Mainstream bitcoin adoption is a massive threat for bitcoin, if done wrong. Adoption at all cost is a terrible idea and could lead to a dark path where only very few people hold their own keys and verify transactions.
Today, most people hold paper bitcoin, which are IOUs on exchanges and custodians. And soon ETF shares, maybe? This has the potential to drastically increase the popularity of the "Bitcoin" brand, and perhaps its market cap, but defeats the purpose of bitcoin itself: censorship-resistance and sovereignty. How much paper bitcoin it out there right now? Not sure, but probably way more than 21 million units. Almost impossible to verify.
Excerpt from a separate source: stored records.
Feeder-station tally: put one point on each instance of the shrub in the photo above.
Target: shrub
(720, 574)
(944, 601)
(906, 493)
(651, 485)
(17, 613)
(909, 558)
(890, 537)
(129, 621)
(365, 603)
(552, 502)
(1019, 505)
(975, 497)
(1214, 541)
Paper bitcoin can not only suppress spot price for many years (creating fake supply), but also fracture bitcoin usage. On one hand, you may have a network of regulated financial institutions providing custodial bitcoin financial services (brokers, exchanges, lenders, etc.). Currently, they are being referred to as DASPs, VASPs or CASPs. Self-custody for clients of these businesses may gradually be removed for fully custodial services like we are seeing with proposals in the MiCA regulation in the EU. Considering most people care about price exposure, push back may be minor. Also businesses may feel incentivized to profit from fractional reserve banking, even if it is a very risky proposition on bitcoin. But if people cannot redeem bitcoin IOUs on most regulated businesses, then the risk of bank runs could be mitigated. At least, that would be the narrative.
On the other hand, you will have P2P black market usage of bitcoin with people running their own nodes, doing coinjoins and holding their own keys. Fracturing bitcoin could be a worst case scenario where the "regulated way" of using bitcoin may not allow bitcoiners to use the most popular on/off ramps, marginalizing true bitcoin holders who control their keys and run the full nodes.